DealBook: “From buffered to fragile”
Also, Anthropic notches a win in court.
DealBook
March 27, 2026

Good morning. Andrew here. For those who think that the Trump administration’s designation of Anthropic as a security risk was another effort to coerce private companies to bend to its will, a federal judge agrees with you. In temporarily blocking the government’s Anthropic move, Judge Rita Lin in San Francisco wrote: “Nothing in the governing statute supports the Orwellian notion that an American company may be branded a potential adversary and saboteur of the U.S. for expressing disagreement with the government.”

Corporate leaders may want to take note. The judicial system — all the way up to the Supreme Court — has frequently pushed back against the administration’s most aggressive tactics against businesses. Lin’s ruling might also persuade the Pentagon and Anthropic to return to the negotiating table. More below. (Was this newsletter forwarded to you? Sign up here.)

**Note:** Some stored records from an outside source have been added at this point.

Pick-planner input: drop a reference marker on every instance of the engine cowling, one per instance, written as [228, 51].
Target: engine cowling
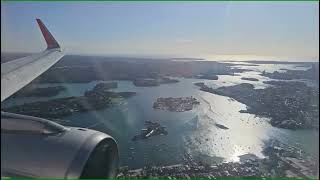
[39, 148]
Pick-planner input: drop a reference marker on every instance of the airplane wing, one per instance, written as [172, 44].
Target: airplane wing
[18, 73]
[39, 148]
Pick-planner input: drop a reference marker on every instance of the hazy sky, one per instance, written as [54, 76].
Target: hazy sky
[256, 30]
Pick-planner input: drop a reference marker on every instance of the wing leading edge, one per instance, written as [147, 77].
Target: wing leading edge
[18, 73]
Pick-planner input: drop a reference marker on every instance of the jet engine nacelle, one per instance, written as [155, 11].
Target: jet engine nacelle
[39, 148]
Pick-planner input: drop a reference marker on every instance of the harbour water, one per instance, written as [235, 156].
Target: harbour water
[192, 132]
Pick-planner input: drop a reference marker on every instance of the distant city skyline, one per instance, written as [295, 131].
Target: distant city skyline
[210, 30]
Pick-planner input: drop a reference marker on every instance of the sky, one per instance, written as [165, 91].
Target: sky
[211, 30]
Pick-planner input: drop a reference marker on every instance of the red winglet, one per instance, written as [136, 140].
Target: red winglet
[51, 42]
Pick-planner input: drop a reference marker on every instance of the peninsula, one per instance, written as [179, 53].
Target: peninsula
[97, 98]
[180, 104]
[291, 105]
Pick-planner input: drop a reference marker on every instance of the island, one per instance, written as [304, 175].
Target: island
[291, 105]
[280, 160]
[311, 74]
[146, 82]
[97, 98]
[179, 104]
[207, 76]
[152, 129]
[31, 91]
[249, 79]
[221, 126]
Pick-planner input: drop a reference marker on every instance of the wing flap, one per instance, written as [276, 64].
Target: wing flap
[18, 73]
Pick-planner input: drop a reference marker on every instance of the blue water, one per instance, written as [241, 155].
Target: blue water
[193, 131]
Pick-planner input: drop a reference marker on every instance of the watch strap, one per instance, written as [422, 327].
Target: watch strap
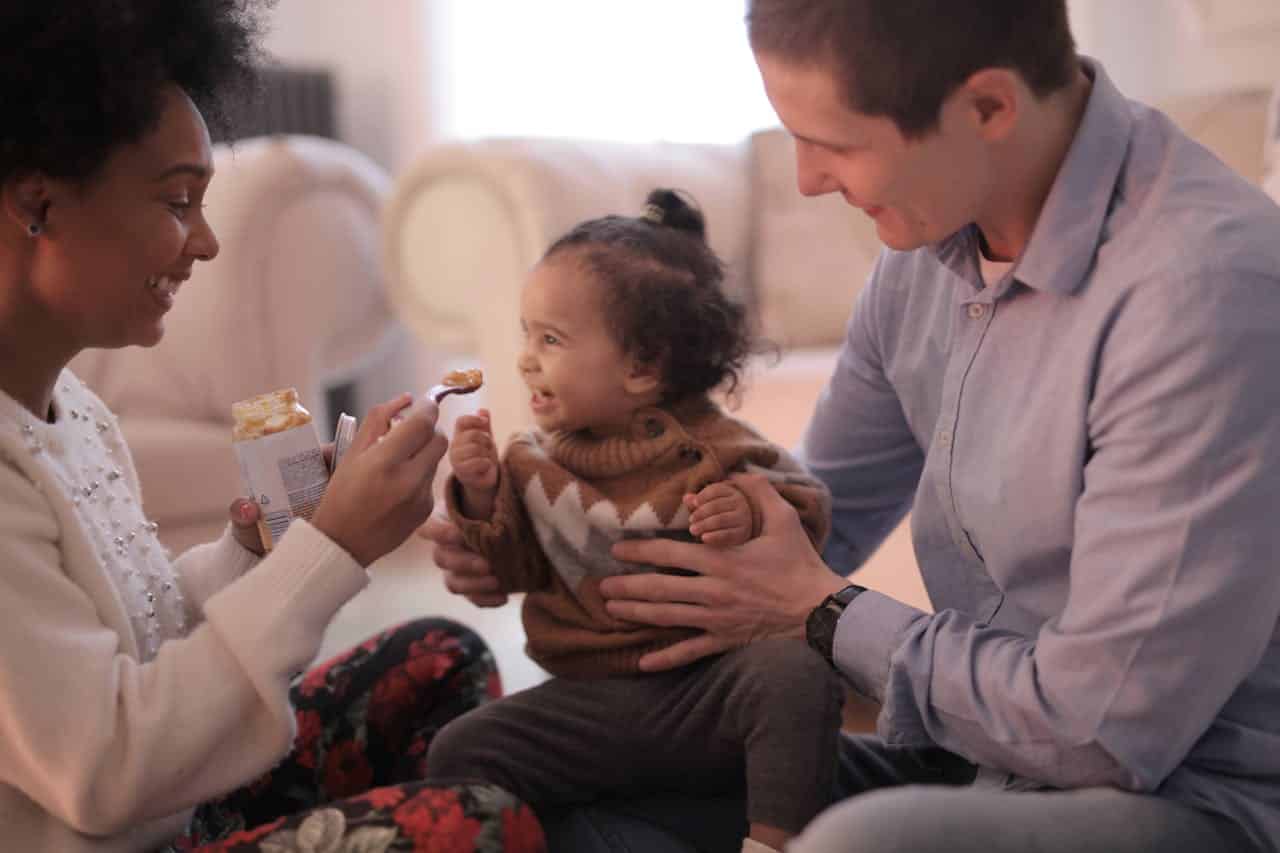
[821, 625]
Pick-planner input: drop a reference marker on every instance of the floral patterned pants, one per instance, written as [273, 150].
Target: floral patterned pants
[353, 781]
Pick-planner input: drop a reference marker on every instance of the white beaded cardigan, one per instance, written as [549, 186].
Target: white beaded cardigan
[133, 687]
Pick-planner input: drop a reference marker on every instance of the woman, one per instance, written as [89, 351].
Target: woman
[144, 703]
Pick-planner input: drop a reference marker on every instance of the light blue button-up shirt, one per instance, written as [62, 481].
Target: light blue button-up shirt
[1091, 454]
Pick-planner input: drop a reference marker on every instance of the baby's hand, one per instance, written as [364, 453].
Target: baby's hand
[474, 454]
[721, 515]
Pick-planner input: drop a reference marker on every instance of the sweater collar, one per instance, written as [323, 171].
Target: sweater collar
[653, 432]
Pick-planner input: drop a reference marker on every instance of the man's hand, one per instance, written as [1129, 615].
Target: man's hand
[720, 515]
[466, 573]
[759, 589]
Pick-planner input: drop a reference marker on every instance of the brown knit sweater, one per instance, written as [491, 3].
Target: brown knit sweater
[565, 498]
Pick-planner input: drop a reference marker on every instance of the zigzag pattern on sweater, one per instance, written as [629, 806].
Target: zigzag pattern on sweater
[577, 538]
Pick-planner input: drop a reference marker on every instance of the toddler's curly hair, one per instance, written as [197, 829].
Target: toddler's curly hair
[664, 297]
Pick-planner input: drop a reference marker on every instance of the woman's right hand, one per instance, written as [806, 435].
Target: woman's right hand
[466, 573]
[382, 492]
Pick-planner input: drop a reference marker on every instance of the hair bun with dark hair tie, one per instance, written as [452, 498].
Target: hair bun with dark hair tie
[670, 208]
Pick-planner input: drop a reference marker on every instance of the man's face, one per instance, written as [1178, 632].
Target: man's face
[918, 191]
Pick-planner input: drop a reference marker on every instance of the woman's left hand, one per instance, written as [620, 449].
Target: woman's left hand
[245, 515]
[743, 593]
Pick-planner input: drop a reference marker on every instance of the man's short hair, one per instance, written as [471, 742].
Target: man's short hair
[901, 59]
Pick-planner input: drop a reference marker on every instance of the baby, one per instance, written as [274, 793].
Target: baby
[627, 329]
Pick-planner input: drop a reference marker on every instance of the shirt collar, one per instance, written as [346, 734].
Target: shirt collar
[1066, 235]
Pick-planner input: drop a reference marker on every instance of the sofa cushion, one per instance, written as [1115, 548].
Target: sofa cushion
[810, 256]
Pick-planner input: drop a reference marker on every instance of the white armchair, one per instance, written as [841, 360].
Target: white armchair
[469, 219]
[296, 297]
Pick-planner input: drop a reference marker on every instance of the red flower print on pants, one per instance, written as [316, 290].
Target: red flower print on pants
[310, 728]
[346, 770]
[435, 821]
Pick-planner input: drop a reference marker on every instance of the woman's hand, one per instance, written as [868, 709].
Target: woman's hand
[382, 492]
[749, 592]
[466, 573]
[721, 515]
[245, 515]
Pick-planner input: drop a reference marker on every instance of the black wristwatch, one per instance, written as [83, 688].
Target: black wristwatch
[819, 628]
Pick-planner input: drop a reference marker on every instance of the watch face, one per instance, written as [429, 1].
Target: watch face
[821, 629]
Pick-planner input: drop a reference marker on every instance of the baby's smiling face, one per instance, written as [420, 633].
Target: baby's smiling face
[577, 375]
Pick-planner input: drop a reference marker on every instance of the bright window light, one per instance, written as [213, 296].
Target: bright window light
[664, 69]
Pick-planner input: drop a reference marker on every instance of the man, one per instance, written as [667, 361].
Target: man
[1063, 366]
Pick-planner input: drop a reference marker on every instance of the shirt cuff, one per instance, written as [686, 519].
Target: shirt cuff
[871, 629]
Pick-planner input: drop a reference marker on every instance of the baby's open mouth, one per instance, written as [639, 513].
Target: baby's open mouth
[164, 284]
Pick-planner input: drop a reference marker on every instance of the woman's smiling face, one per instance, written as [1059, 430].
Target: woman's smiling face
[115, 250]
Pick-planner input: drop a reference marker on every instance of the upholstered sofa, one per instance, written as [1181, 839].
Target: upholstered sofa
[296, 297]
[469, 219]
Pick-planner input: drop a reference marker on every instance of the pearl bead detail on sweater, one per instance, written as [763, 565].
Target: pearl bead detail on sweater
[101, 497]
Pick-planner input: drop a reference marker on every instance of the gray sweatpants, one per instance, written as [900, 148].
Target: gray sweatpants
[766, 716]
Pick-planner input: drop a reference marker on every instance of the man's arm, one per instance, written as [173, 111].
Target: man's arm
[859, 443]
[1173, 596]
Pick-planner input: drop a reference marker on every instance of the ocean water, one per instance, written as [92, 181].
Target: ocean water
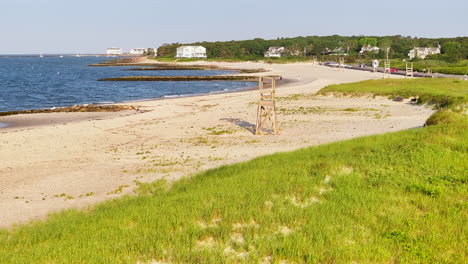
[36, 83]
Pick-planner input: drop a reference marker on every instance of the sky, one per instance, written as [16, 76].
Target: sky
[91, 26]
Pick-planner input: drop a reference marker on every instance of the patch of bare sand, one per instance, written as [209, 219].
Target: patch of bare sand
[81, 161]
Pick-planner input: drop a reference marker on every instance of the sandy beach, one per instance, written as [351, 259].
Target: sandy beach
[54, 161]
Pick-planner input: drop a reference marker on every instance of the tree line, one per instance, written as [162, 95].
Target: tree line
[453, 49]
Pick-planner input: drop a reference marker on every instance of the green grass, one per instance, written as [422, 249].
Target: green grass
[442, 92]
[392, 198]
[437, 66]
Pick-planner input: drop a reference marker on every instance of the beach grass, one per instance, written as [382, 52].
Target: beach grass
[393, 198]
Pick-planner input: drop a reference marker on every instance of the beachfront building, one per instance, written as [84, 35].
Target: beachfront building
[114, 51]
[138, 51]
[423, 52]
[198, 52]
[369, 49]
[274, 52]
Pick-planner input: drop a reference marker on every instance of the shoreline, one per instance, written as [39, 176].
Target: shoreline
[75, 160]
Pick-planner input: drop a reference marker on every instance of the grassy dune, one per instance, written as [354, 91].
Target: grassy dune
[392, 198]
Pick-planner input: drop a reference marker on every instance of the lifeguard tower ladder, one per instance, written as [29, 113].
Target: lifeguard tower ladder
[409, 70]
[266, 110]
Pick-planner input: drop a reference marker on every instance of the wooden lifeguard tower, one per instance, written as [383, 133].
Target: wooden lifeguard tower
[266, 110]
[387, 71]
[341, 64]
[409, 70]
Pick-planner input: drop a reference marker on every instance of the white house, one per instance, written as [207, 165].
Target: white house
[369, 49]
[198, 52]
[114, 51]
[274, 52]
[138, 51]
[422, 53]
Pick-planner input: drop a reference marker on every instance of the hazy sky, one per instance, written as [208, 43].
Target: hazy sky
[90, 26]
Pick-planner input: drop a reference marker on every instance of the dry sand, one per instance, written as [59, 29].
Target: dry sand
[50, 162]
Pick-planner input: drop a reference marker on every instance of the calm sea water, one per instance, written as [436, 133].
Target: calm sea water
[35, 83]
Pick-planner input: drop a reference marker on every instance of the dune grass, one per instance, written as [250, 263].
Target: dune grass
[392, 198]
[441, 91]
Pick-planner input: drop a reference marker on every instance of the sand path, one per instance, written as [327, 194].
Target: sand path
[50, 162]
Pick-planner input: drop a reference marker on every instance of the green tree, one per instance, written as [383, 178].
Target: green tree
[452, 51]
[367, 41]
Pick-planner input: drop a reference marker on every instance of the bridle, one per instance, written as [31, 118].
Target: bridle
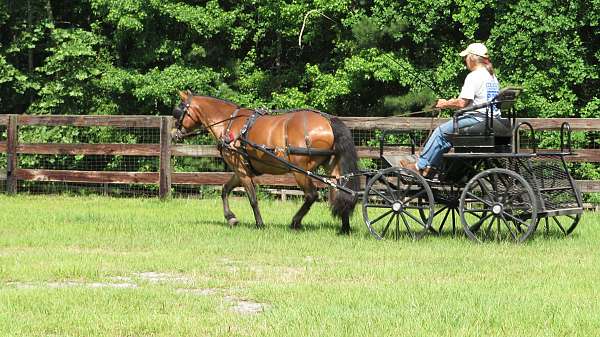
[182, 110]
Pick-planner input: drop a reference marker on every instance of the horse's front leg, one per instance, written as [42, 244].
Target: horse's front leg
[227, 188]
[310, 196]
[251, 192]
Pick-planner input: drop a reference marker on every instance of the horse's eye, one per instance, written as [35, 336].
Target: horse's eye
[177, 113]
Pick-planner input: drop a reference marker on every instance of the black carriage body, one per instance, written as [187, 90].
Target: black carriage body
[486, 176]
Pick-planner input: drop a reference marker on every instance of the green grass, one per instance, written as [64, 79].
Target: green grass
[56, 251]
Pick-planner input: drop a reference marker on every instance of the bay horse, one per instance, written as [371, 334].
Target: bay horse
[304, 138]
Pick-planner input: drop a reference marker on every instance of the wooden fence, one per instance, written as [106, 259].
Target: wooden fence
[164, 150]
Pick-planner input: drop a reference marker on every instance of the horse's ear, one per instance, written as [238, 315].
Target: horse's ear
[184, 95]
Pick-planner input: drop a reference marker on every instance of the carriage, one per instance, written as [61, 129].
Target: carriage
[488, 184]
[495, 190]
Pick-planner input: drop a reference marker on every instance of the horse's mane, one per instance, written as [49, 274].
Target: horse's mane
[270, 111]
[219, 99]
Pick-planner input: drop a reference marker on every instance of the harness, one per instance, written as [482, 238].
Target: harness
[228, 139]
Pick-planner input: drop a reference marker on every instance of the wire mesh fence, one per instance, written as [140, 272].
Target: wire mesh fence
[83, 158]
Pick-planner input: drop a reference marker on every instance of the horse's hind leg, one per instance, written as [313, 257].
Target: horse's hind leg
[230, 185]
[310, 196]
[251, 192]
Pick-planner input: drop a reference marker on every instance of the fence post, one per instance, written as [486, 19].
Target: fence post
[164, 175]
[11, 154]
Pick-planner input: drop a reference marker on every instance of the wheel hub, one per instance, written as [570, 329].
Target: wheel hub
[497, 209]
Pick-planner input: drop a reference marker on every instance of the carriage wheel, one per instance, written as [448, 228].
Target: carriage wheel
[393, 201]
[498, 204]
[448, 198]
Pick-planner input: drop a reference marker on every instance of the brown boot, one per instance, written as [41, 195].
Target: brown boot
[407, 161]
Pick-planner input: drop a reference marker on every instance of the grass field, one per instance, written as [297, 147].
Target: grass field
[141, 267]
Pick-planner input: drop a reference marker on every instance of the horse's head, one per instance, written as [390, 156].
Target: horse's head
[184, 122]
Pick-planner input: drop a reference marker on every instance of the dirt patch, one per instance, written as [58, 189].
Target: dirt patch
[197, 292]
[155, 277]
[246, 307]
[70, 284]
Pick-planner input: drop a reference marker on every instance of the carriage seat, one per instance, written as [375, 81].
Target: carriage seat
[491, 135]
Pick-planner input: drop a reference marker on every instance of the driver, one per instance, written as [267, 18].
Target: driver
[480, 86]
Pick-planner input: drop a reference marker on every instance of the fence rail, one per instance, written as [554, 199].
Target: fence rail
[164, 150]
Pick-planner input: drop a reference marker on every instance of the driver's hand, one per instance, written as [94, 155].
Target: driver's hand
[441, 103]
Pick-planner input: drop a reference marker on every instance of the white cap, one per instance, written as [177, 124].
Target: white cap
[478, 49]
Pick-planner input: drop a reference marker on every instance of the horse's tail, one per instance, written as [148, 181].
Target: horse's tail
[343, 203]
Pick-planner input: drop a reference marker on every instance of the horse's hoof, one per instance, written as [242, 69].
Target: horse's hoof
[344, 232]
[295, 226]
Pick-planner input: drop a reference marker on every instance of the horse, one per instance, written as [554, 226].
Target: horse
[302, 139]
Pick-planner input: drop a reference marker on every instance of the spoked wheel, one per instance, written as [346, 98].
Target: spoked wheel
[393, 201]
[566, 223]
[449, 198]
[498, 204]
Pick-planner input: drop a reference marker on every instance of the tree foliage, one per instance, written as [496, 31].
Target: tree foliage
[354, 57]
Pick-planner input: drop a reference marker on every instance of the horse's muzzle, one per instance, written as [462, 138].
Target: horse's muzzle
[176, 135]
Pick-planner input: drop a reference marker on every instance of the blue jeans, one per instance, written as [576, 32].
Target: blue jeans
[438, 144]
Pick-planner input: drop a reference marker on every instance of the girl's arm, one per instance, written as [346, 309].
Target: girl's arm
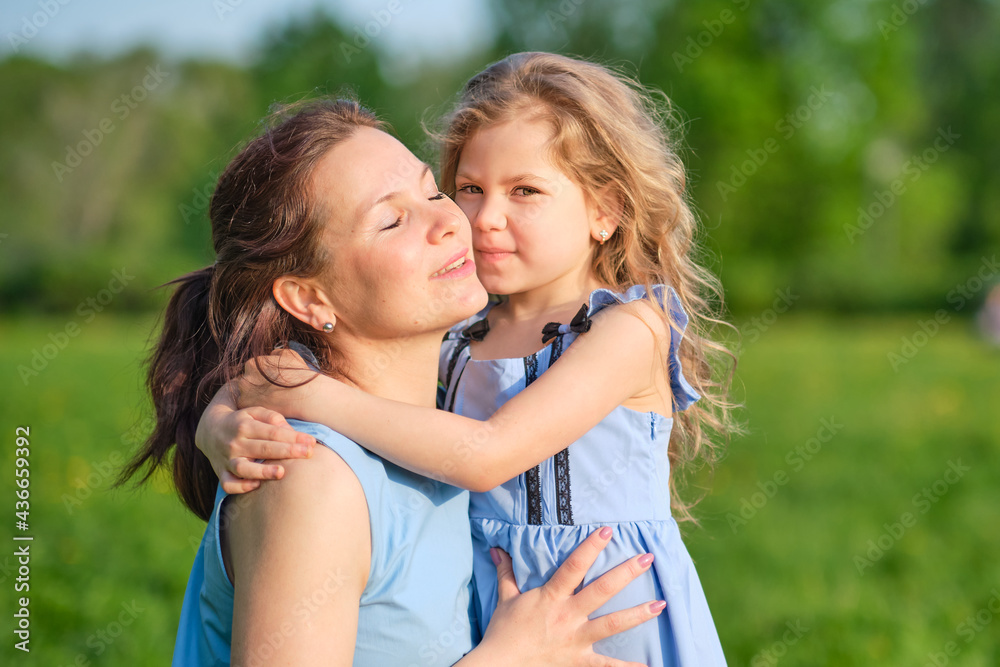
[284, 549]
[614, 361]
[232, 439]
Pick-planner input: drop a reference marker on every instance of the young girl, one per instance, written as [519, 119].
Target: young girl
[575, 197]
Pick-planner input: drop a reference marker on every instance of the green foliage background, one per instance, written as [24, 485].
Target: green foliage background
[885, 80]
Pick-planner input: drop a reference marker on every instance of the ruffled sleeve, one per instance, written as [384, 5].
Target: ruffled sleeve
[684, 394]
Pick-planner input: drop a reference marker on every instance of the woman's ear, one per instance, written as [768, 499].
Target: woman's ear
[304, 300]
[606, 213]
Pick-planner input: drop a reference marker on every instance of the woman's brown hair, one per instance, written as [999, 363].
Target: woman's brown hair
[265, 224]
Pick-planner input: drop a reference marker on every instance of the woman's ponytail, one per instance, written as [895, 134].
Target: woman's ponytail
[184, 374]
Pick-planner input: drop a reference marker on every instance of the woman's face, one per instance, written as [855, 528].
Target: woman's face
[401, 252]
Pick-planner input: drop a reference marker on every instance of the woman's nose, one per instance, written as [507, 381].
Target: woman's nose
[448, 220]
[489, 217]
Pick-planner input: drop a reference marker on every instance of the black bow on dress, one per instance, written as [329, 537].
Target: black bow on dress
[579, 324]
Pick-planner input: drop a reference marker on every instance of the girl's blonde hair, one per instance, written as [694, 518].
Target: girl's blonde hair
[609, 134]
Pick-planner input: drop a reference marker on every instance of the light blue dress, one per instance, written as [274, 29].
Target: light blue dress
[415, 608]
[615, 475]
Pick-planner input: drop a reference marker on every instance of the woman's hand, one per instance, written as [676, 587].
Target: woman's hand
[549, 625]
[234, 440]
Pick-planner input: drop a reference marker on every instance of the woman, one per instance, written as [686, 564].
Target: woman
[330, 234]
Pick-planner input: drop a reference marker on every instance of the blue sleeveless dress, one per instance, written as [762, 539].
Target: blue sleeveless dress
[415, 608]
[615, 475]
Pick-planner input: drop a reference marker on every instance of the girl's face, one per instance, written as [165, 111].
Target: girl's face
[401, 252]
[531, 224]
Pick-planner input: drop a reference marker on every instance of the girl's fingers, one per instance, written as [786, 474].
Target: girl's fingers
[506, 583]
[611, 582]
[248, 470]
[620, 621]
[569, 575]
[234, 485]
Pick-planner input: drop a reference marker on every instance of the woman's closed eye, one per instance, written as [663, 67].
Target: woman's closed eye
[392, 225]
[470, 189]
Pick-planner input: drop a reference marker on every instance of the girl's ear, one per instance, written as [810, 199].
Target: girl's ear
[305, 300]
[607, 208]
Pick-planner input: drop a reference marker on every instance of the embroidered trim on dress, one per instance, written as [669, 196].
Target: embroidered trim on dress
[564, 499]
[531, 477]
[460, 346]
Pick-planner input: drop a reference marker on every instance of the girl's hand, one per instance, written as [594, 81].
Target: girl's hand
[549, 625]
[233, 440]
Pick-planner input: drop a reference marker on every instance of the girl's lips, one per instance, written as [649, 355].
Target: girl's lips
[492, 255]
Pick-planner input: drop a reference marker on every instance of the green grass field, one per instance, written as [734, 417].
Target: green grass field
[855, 525]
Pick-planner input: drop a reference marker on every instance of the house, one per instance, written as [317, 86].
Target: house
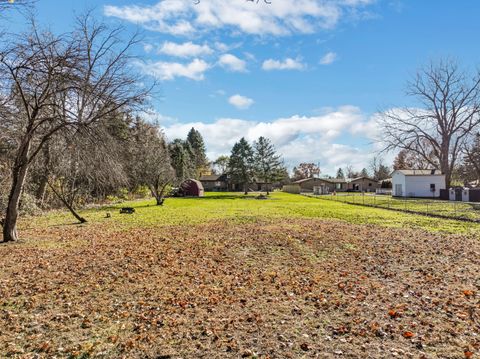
[418, 183]
[215, 182]
[192, 188]
[362, 184]
[321, 185]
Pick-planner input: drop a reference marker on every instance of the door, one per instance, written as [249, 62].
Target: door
[398, 190]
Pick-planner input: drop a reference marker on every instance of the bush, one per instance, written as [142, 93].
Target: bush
[28, 205]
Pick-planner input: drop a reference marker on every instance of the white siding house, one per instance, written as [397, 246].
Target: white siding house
[417, 183]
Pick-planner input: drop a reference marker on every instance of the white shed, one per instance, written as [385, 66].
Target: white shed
[417, 183]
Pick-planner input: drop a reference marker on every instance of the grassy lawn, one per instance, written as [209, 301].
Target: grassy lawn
[455, 210]
[230, 276]
[236, 207]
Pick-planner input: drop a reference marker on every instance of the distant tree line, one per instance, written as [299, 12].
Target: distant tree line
[248, 163]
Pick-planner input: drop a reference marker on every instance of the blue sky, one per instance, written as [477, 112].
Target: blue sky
[309, 74]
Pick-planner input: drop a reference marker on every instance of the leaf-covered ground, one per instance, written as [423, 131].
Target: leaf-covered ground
[270, 287]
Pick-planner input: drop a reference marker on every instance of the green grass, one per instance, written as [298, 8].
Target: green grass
[236, 207]
[455, 210]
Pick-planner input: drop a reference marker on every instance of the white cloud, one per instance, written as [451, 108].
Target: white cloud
[147, 47]
[240, 102]
[170, 70]
[279, 18]
[187, 49]
[298, 138]
[232, 63]
[328, 58]
[287, 64]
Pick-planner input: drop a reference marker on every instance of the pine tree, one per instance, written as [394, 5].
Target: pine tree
[268, 166]
[220, 165]
[241, 163]
[180, 156]
[196, 148]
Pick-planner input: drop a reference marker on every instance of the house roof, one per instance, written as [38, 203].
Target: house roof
[211, 178]
[361, 178]
[420, 172]
[315, 179]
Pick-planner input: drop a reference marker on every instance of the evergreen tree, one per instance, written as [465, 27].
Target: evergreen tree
[220, 165]
[241, 163]
[268, 166]
[181, 160]
[340, 174]
[197, 152]
[305, 170]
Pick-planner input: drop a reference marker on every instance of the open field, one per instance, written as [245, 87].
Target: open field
[231, 276]
[448, 209]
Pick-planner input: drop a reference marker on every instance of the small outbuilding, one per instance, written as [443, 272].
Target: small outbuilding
[362, 184]
[418, 183]
[192, 188]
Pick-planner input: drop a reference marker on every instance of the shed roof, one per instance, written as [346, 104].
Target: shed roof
[212, 178]
[431, 172]
[314, 179]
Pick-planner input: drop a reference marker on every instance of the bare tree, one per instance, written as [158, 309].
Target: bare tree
[53, 83]
[449, 113]
[81, 164]
[150, 160]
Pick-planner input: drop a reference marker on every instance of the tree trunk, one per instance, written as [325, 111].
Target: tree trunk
[42, 187]
[18, 180]
[69, 207]
[42, 190]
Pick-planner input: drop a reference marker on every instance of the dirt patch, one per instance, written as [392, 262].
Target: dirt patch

A group of traders on the floor of the New York Stock Exchange are seen looking upward at large screens.
War in the Middle East has roiled markets and ignited fears of global economic damage. Jeenah Moon/Reuters

Taking stock

Wall Street is still struggling to gauge the fallout of the Middle East war nearly one month into the conflict.

Fresh off one of the stock market’s worst trading days of the year, oil prices are rising again today, with analysts at Macquarie warning that Brent crude, the global benchmark, could reach $200 a barrel if the war lasts into June.

Such an increase would wallop the global economy and corporate profits.

The latest:

  • S&P 500 futures are down this morning after President Trump yesterday gave Iran more time, until April 6, to fully reopen the Strait of Hormuz. Trump has insisted talks with Tehran are “going very well,” but there was little sign of a breakthrough.
  • Brent was trading above $110 a barrel. It has soared roughly 50 percent since the war began.
  • The yield on the 10-year Treasury note, a rate that underpins mortgages and other loans, has risen to 4.46 percent.
A line chart shows how the yield for the 10-year U.S. Treasury note has spiked since the Iran war began.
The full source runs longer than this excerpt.